RevPAR for the period stood at £132.05, a 15.1 per cent increase on the same period last year, which was driven by a 12.6 per cent rise in average room rate to £147.81.
Jonathan Langston, managing director of TRI Hospitality Consulting, said: "London hoteliers seem to be infallible at the moment. They have now convincingly shrugged off the recession to hit new heights.
"Whilst the ONS has reported another quarter of limited economic growth in the UK, the growth in revenue and profitability at London hotels has been leveraged by the multi-national origin of both business and leisure visitors to the capital.

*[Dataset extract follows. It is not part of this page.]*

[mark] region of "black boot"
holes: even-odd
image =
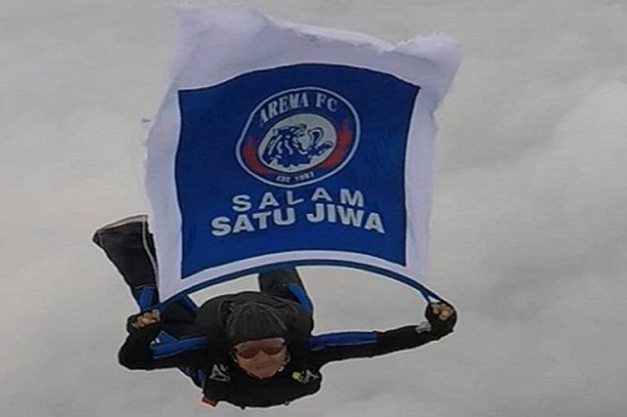
[[[92,240],[105,251],[133,295],[141,287],[156,286],[157,257],[146,214],[107,224],[96,230]]]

“Added to which, the packed summer season of events in the city continued with accommodation demand derived from major events including Wimbledon, Hard Rock Calling, Taste of London and Royal Ascot.”
Similarly, the provincial hotel market also recorded a 5.3 per cent increase in profitability levels for June – the first time since January 2011.
While overall performance for the provincial hotel sector was strong, with a 5.5 per cent increase in revPAR, some city markets continued to suffer.
“Despite the growth in June, year-to-date profit per room levels remain approximately 1.7 per cent behind the same period in 2010 and whilst we are keen to toast the successes of provincial hotel performance and hope that June is the catalyst for a return to growth, we are all too aware that it is entirely possible that the strong performance this month may just be a blip in the right direction,” added Langston.